In his first assignment of error, the appellant concedes that Telephone Servicers' intervention could be properly filed anytime prior to the hearing on the eviction rule, but he argues that it was error for the trial court to hear the intervention rule at the trial of the eviction rule. He contends that an intervention is subject to the procedural rules for ordinary proceedings, including the requirement of La.-C.C.P. Article 1571 A(2) that an answer be filed prior to assignment of the matter for trial.

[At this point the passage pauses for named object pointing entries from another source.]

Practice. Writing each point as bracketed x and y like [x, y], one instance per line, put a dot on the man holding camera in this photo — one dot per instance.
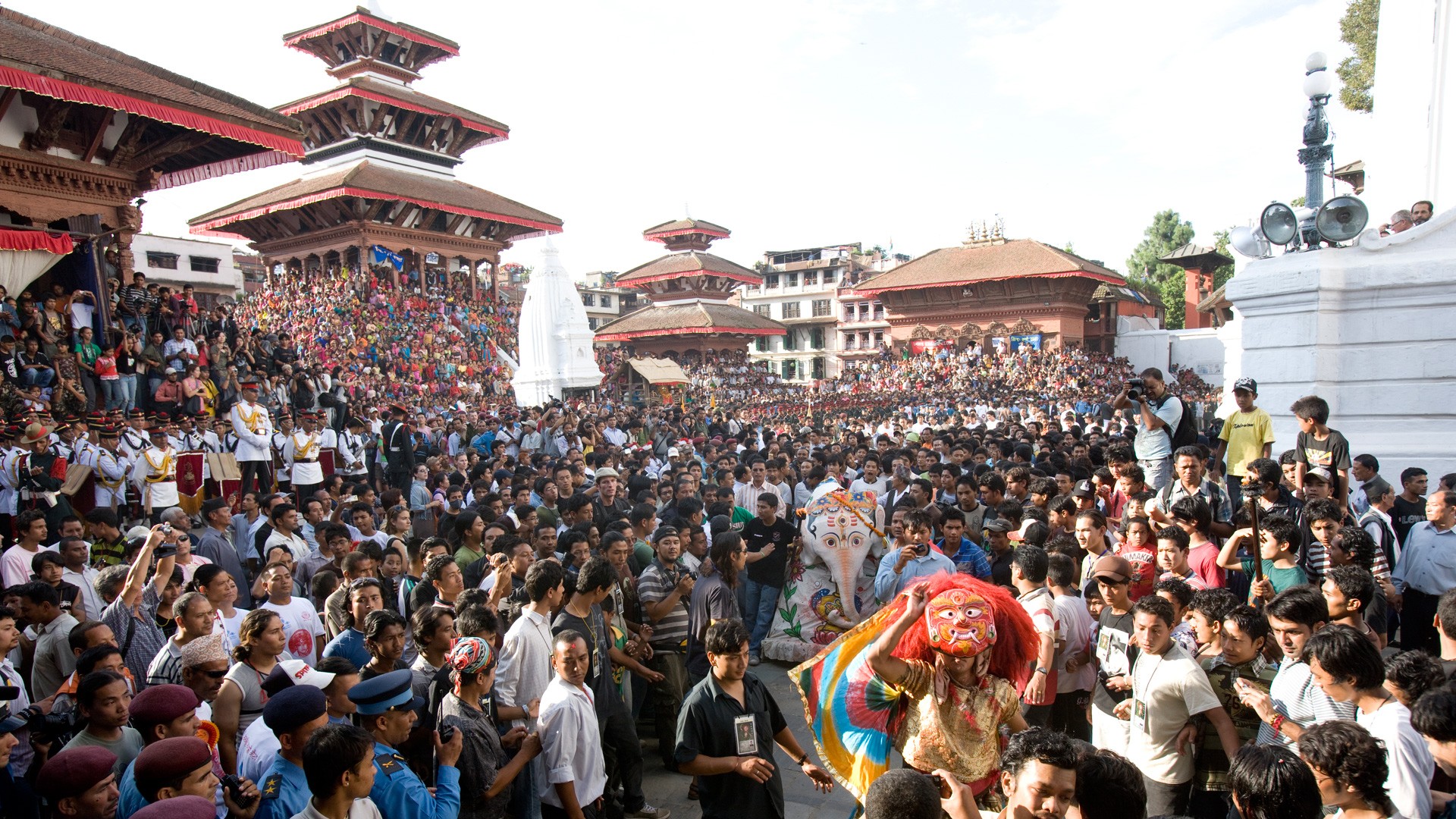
[1158, 416]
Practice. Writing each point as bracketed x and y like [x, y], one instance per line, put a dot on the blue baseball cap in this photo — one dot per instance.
[391, 691]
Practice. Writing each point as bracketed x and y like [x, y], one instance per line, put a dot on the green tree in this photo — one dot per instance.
[1357, 28]
[1166, 234]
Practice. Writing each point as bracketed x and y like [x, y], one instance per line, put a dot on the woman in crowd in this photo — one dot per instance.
[259, 643]
[1350, 770]
[487, 770]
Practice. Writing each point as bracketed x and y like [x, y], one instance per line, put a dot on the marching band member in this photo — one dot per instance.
[9, 480]
[253, 430]
[111, 468]
[353, 458]
[300, 452]
[159, 474]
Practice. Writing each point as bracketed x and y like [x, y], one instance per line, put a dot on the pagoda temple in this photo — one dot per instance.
[379, 186]
[689, 290]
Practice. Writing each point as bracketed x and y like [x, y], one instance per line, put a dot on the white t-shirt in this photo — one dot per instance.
[256, 751]
[1076, 624]
[300, 624]
[228, 627]
[1407, 758]
[1166, 689]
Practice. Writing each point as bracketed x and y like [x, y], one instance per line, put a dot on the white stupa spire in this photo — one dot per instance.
[555, 338]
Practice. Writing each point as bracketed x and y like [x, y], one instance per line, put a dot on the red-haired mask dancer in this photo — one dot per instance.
[934, 675]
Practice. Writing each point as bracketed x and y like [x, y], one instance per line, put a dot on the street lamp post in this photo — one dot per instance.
[1316, 150]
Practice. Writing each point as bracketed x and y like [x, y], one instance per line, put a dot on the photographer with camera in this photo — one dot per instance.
[916, 558]
[1158, 416]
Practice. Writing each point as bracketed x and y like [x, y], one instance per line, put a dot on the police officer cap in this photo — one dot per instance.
[178, 808]
[161, 704]
[166, 761]
[294, 707]
[386, 692]
[74, 771]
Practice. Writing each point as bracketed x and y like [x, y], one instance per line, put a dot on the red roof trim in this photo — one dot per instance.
[348, 191]
[24, 241]
[635, 334]
[661, 235]
[76, 93]
[369, 19]
[343, 93]
[973, 281]
[634, 281]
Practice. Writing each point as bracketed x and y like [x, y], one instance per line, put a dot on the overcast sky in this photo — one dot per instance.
[800, 123]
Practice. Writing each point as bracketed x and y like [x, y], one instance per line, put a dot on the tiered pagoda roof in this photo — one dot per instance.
[689, 290]
[384, 156]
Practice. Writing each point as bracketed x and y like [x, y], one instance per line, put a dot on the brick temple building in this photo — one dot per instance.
[1003, 293]
[381, 186]
[689, 290]
[86, 130]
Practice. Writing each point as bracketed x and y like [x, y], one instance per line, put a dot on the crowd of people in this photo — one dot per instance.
[1094, 601]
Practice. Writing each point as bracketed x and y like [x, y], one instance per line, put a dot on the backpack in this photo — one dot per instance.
[1184, 433]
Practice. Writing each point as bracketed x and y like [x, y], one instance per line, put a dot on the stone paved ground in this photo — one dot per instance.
[800, 798]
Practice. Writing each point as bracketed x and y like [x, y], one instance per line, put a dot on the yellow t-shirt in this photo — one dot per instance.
[1245, 433]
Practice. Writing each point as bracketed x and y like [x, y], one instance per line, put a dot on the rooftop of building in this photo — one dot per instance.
[53, 61]
[990, 261]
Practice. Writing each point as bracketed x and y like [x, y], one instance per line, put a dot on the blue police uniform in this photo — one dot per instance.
[284, 790]
[398, 792]
[130, 799]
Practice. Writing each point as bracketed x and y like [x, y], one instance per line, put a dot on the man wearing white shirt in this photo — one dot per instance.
[571, 773]
[254, 430]
[523, 673]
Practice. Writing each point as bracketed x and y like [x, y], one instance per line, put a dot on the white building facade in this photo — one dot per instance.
[209, 267]
[811, 292]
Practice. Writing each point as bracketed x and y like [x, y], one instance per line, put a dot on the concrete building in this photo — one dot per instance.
[604, 300]
[810, 292]
[209, 267]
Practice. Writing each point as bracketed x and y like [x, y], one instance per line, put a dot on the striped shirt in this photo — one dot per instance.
[655, 585]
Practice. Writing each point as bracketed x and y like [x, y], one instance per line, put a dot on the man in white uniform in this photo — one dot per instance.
[254, 431]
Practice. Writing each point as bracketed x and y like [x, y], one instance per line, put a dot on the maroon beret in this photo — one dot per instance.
[161, 704]
[180, 808]
[74, 771]
[169, 760]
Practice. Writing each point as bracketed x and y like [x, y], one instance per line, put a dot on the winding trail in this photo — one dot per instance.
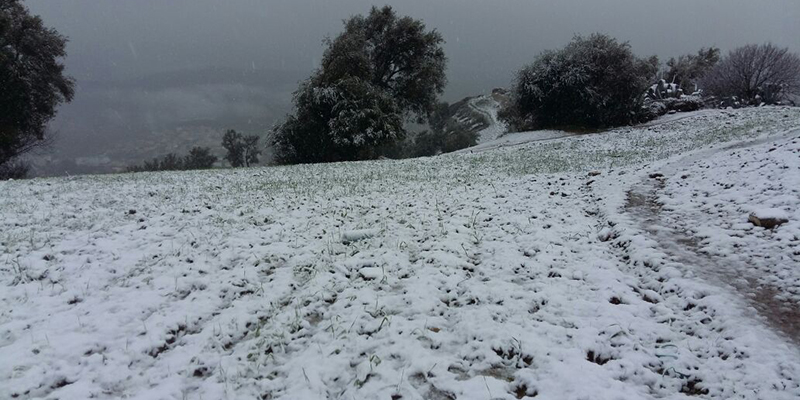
[782, 316]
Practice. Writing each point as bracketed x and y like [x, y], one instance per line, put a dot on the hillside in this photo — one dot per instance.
[603, 266]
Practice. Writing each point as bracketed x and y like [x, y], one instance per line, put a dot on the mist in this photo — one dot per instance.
[156, 76]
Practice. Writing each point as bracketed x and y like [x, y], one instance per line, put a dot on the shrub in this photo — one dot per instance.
[13, 169]
[688, 70]
[242, 151]
[755, 74]
[199, 158]
[381, 69]
[32, 80]
[594, 82]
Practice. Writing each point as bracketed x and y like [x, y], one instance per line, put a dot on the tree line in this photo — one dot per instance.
[385, 71]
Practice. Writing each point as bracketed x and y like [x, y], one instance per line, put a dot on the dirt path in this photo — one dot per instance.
[783, 316]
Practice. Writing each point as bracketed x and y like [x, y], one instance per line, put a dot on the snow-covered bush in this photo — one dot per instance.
[347, 120]
[593, 82]
[754, 75]
[13, 169]
[381, 69]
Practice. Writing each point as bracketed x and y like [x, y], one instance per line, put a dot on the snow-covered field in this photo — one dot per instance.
[531, 270]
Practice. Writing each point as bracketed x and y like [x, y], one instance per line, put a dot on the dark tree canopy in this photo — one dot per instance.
[755, 74]
[198, 158]
[242, 151]
[381, 69]
[393, 53]
[31, 77]
[593, 82]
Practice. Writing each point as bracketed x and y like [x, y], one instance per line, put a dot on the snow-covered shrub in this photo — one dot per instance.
[347, 120]
[755, 75]
[13, 169]
[687, 71]
[593, 82]
[381, 69]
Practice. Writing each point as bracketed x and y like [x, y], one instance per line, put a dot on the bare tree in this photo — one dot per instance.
[755, 74]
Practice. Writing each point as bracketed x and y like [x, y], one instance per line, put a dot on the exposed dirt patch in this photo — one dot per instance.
[781, 315]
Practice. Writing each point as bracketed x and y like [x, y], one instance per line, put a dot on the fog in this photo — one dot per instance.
[153, 75]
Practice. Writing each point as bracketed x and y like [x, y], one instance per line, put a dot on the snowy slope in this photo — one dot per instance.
[508, 273]
[488, 106]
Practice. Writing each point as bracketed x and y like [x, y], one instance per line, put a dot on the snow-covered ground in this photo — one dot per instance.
[489, 107]
[520, 271]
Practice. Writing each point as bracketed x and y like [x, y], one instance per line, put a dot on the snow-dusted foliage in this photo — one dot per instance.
[593, 82]
[349, 119]
[754, 75]
[379, 70]
[514, 272]
[32, 82]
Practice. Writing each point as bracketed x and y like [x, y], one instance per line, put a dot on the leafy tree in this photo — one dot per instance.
[199, 158]
[754, 74]
[242, 151]
[31, 77]
[380, 70]
[14, 169]
[686, 71]
[355, 120]
[171, 162]
[593, 82]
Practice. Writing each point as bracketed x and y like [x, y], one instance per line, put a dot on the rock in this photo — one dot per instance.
[769, 218]
[606, 234]
[355, 236]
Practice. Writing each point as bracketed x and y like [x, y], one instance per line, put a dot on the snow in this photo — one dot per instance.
[489, 107]
[504, 273]
[771, 213]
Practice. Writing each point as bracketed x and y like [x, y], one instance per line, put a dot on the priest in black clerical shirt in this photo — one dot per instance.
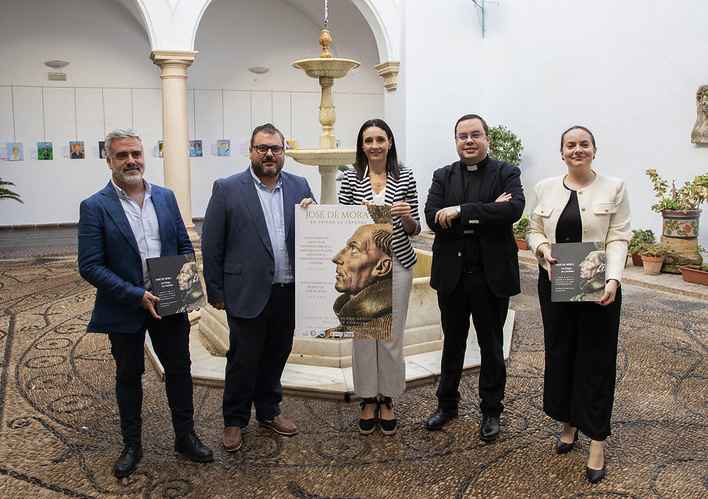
[472, 205]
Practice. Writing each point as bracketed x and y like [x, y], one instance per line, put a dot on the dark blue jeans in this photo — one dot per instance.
[258, 351]
[170, 339]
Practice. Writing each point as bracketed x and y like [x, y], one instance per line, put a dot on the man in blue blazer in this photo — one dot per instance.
[121, 226]
[248, 245]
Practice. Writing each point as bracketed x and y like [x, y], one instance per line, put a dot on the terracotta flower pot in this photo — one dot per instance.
[652, 264]
[695, 276]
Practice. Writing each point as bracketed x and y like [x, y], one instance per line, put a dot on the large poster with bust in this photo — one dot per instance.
[344, 269]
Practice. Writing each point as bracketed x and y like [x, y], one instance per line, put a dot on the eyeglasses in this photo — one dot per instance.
[264, 148]
[475, 136]
[123, 155]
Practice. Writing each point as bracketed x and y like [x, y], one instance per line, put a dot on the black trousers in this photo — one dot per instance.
[170, 339]
[581, 358]
[473, 296]
[258, 351]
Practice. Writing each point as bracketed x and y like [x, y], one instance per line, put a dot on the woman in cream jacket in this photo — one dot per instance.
[581, 337]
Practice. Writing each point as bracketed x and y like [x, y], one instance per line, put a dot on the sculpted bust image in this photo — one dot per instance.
[700, 130]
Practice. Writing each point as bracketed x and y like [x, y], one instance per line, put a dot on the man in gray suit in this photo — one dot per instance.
[248, 245]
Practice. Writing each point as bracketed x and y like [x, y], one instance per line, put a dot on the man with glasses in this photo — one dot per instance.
[121, 226]
[248, 245]
[471, 206]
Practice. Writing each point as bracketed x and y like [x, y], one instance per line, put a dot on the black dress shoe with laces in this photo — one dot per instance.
[563, 447]
[439, 419]
[193, 449]
[594, 476]
[128, 460]
[388, 426]
[367, 426]
[489, 428]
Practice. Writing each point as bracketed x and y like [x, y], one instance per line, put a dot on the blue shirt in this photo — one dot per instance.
[143, 222]
[272, 204]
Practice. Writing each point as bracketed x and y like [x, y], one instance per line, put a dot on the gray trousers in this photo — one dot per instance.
[378, 366]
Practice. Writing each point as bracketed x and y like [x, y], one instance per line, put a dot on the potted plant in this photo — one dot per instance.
[680, 211]
[697, 274]
[521, 228]
[640, 237]
[504, 145]
[653, 257]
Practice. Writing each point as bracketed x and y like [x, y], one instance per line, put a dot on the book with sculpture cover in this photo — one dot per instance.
[579, 274]
[175, 281]
[344, 271]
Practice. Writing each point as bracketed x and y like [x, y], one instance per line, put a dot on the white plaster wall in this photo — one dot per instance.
[628, 70]
[113, 83]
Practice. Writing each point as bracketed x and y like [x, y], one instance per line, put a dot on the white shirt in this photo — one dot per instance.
[143, 222]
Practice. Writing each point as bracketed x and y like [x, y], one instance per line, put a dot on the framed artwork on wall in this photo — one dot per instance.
[223, 147]
[45, 151]
[15, 151]
[77, 149]
[195, 149]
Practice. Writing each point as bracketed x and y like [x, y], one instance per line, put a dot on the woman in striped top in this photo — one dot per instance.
[378, 178]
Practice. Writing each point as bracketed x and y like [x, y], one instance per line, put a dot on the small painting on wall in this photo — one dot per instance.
[15, 151]
[77, 150]
[45, 151]
[195, 149]
[223, 147]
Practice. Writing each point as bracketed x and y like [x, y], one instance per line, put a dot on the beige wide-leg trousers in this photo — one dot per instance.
[378, 366]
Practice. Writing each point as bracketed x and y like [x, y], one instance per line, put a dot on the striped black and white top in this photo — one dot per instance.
[356, 191]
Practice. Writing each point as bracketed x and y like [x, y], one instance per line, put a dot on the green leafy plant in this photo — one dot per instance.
[521, 227]
[640, 238]
[6, 193]
[655, 250]
[690, 196]
[504, 145]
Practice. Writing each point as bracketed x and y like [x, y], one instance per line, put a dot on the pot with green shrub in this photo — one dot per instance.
[680, 211]
[640, 237]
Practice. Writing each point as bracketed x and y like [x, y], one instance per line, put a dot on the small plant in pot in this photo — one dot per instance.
[680, 210]
[640, 238]
[653, 257]
[521, 228]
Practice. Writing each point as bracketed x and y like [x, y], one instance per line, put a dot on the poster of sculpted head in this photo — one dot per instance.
[344, 270]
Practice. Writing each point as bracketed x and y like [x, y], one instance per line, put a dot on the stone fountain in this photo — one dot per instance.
[317, 366]
[328, 157]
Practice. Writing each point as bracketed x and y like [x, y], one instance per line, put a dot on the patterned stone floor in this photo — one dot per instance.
[59, 429]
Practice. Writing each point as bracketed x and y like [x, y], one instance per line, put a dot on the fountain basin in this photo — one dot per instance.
[332, 67]
[323, 157]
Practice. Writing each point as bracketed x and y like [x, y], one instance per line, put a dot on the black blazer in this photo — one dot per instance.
[492, 221]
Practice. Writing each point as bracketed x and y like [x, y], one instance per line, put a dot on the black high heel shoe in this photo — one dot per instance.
[367, 426]
[564, 448]
[388, 426]
[594, 476]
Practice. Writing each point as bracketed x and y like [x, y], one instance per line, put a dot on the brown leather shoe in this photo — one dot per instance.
[281, 425]
[232, 438]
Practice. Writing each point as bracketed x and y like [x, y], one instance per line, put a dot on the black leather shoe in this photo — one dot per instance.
[564, 448]
[128, 461]
[489, 428]
[388, 426]
[367, 426]
[594, 476]
[439, 419]
[193, 449]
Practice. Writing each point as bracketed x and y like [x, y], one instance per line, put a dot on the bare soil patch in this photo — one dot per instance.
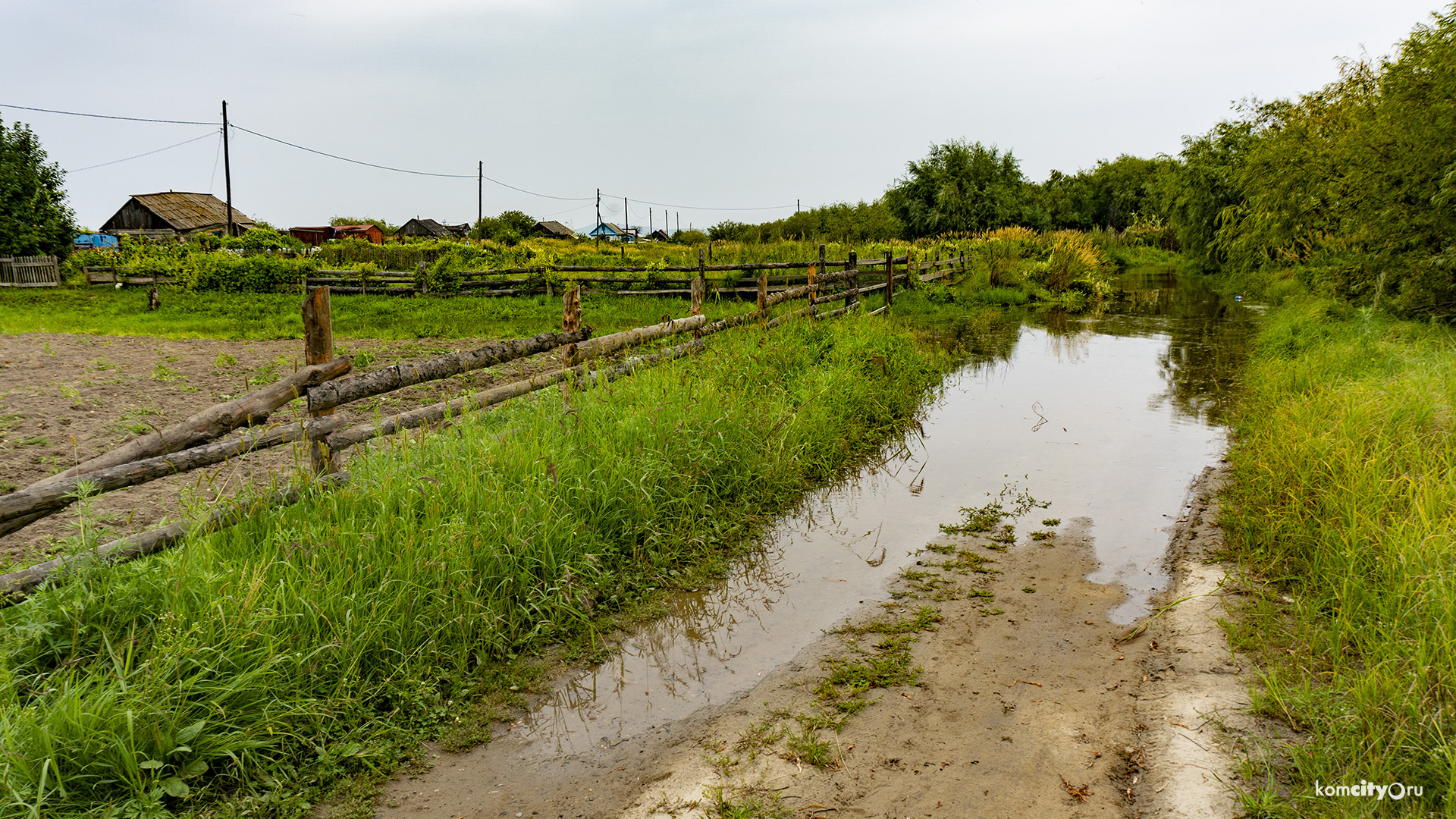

La.-C.C.P. Article 1031 classifies an intervention as an incidental demand, and La.-C.C.P. Article 1036 directs that the mode of procedure employed in the incidental action shall be the same as that used in the principal action, unless otherwise specified. The principal action in this case is an eviction instituted by the appellant by a rule to show cause, as authorized by La.-C.C.P. Article 4731 A[1] and is a summary proceeding governed by La.-C.C.P. Articles 2591-2596. Intern. Matex Tank Terminals v. System Fuels, 398 So.2d 1029 (La.1981). The intervention filed by appellee Telephone Servicers is therefore also subject to the summary proceeding articles, and Article 2593 specifies that an answer is not generally required in summary proceedings. The lack of an answer to appellee's intervention in this case posed no obstacle to the trial court's hearing that intervention at the trial of the appellant's eviction rule.
We are also unpersuaded by the appellant's contention that he was surprised and prejudiced by the hearing of the intervention, having only received a copy of the intervention petition on the morning of the trial.